What interrupted my reading the article, ironically, is that I wanted to go to Mass.  Our parish has a monthly Mass for “Families with Special Needs”—kids with Autism, Downs Syndrome, and other life challenges.  This was the pre-Christmas Mass and the number seemed to have doubled—perhaps about 250 people, about 35 or so who are “Special Needs” and the rest being their family, friends, and parishioners whose ministry is the liturgy and social that follows.  The Mass is pretty lively—it is also somewhat chaotic as the normal conventions of social behavior don’t apply.  One never knows what little bit of theatre will play out but that is precisely why we have this Mass.  Parents can bring their families to Church without worrying if some outburst or other activity will disturb the other worshipers.  We all know the fundamentals of the game at this Mass before we cross the church threshold.

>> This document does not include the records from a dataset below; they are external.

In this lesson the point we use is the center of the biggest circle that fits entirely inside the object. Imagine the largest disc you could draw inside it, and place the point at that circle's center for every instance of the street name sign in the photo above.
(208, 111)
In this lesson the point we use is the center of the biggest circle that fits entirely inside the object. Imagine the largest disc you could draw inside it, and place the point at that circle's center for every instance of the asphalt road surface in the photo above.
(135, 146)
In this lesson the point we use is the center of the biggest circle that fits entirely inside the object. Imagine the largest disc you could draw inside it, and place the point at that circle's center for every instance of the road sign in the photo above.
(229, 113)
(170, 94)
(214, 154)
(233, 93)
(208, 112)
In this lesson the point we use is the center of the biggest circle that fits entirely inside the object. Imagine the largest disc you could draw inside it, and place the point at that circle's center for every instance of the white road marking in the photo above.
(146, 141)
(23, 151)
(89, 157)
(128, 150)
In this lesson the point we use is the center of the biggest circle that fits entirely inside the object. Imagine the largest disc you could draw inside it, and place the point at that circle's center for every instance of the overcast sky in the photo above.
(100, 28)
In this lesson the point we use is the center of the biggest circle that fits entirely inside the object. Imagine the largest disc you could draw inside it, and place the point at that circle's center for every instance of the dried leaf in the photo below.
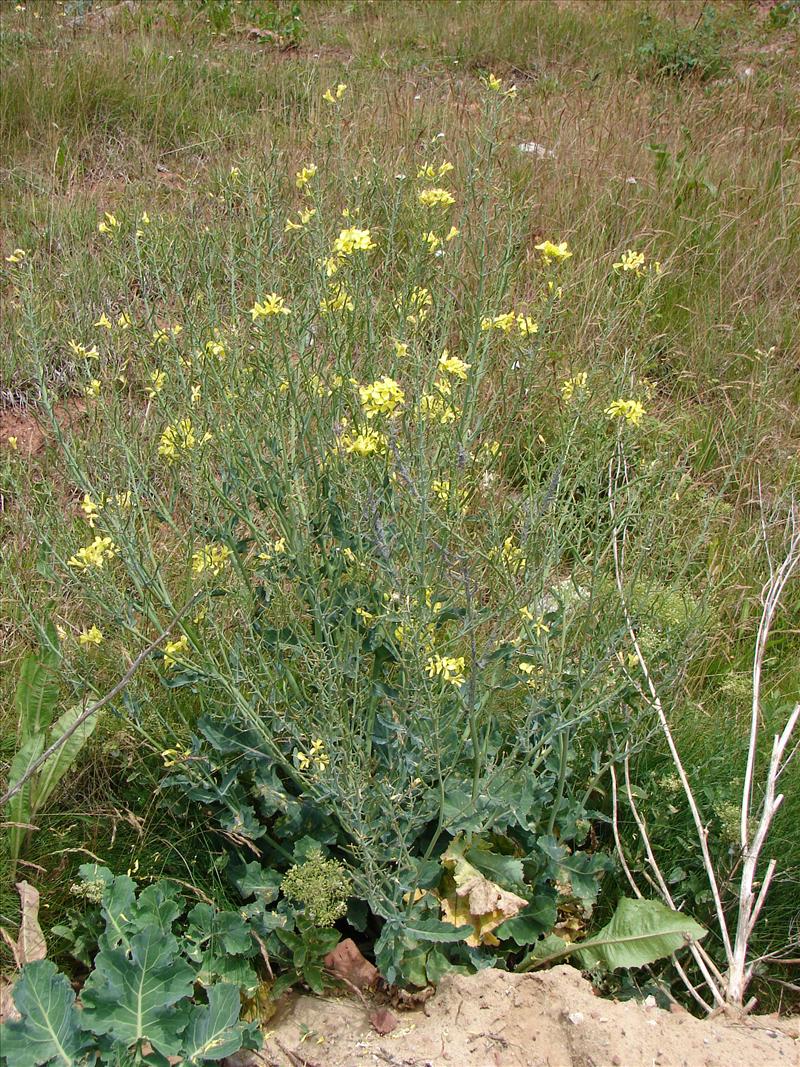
(30, 941)
(347, 962)
(382, 1021)
(475, 900)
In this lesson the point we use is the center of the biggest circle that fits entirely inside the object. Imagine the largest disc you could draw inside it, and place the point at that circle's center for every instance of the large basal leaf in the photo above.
(19, 811)
(639, 933)
(37, 691)
(49, 1030)
(53, 769)
(214, 1031)
(131, 996)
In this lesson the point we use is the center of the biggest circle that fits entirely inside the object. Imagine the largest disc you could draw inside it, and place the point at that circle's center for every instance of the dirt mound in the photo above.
(495, 1019)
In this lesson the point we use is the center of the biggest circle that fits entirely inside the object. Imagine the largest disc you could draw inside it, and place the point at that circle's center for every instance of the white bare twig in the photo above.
(728, 990)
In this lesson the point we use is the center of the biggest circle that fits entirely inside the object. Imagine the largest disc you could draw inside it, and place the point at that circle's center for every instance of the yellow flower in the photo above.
(174, 651)
(86, 353)
(173, 757)
(452, 365)
(431, 240)
(450, 669)
(95, 554)
(630, 261)
(353, 240)
(157, 380)
(338, 301)
(144, 221)
(505, 321)
(382, 397)
(211, 557)
(109, 224)
(304, 176)
(511, 555)
(91, 509)
(368, 443)
(632, 411)
(430, 172)
(553, 252)
(572, 385)
(435, 197)
(179, 438)
(333, 95)
(436, 408)
(272, 304)
(494, 84)
(91, 636)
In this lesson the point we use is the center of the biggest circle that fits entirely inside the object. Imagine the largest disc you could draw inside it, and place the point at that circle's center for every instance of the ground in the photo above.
(496, 1019)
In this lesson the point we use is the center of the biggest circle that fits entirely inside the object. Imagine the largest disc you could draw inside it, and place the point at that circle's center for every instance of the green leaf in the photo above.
(49, 1031)
(639, 933)
(53, 769)
(19, 809)
(37, 691)
(214, 1031)
(131, 996)
(252, 878)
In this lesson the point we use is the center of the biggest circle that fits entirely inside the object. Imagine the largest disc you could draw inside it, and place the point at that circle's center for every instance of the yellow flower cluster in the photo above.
(94, 555)
(211, 557)
(382, 397)
(316, 758)
(109, 224)
(571, 386)
(334, 95)
(452, 365)
(450, 669)
(174, 652)
(553, 253)
(634, 263)
(368, 443)
(353, 240)
(272, 304)
(91, 636)
(304, 175)
(437, 405)
(92, 508)
(632, 411)
(511, 555)
(435, 197)
(494, 84)
(179, 438)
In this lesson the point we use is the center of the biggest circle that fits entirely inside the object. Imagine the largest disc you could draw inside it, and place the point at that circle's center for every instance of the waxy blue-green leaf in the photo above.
(214, 1031)
(130, 996)
(49, 1031)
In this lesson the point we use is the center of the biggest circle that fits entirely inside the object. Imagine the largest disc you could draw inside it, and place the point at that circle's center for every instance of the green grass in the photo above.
(149, 109)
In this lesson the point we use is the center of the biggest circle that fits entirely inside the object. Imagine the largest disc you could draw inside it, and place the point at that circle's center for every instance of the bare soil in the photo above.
(496, 1019)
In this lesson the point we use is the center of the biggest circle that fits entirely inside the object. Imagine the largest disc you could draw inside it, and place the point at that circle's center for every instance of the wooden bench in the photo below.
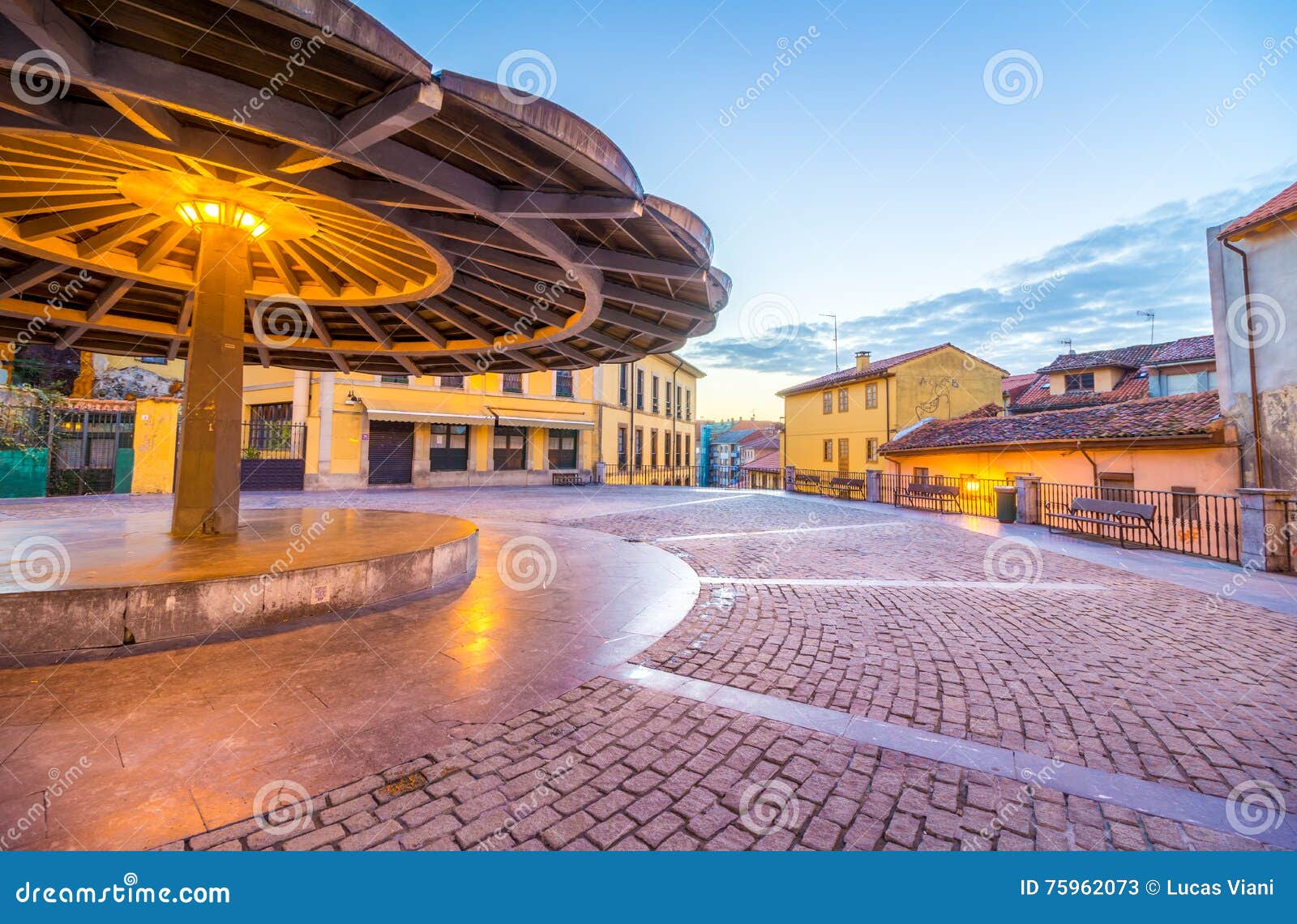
(845, 487)
(571, 479)
(944, 496)
(1119, 515)
(807, 483)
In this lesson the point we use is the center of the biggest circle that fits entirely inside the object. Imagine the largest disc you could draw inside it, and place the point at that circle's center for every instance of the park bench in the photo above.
(846, 487)
(571, 479)
(1119, 515)
(807, 483)
(944, 496)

But as I watched that congregation in Church and thought about the academics who are becoming evangelists for the rising secularism of our post-Christian culture, I could only think back to Sheldon and his wormhole into various parallel universes and it hit me how we believers and our non-believing friends live in parallel universes.  The Special Needs faithful and their families would not have any interest in what the Philosophical and Scientific communities supposedly are saying about religion.  They wouldn’t (for the most part) understand it and, more important, it would ring false to their experience.  And the academics (and remember I know those ivory towers well having spent my years in the club) are, for the most part, clueless about what it means to live a life of 24/7 responsibility for someone who faces the sorts of challenges that a parent or family member of a “Special Needs” individual has.  I am not saying that one is right and the other is wrong.  Each system has its own internal cohesion, but the reality coordinates differ in each universe.  I also know from attending these monthly Masses which universe I want to live in—which universe has the reality coordinates that ring most true to my experience and in which universe I might not find sure and fixed answers to speculative questions, but where I do find meaning for life.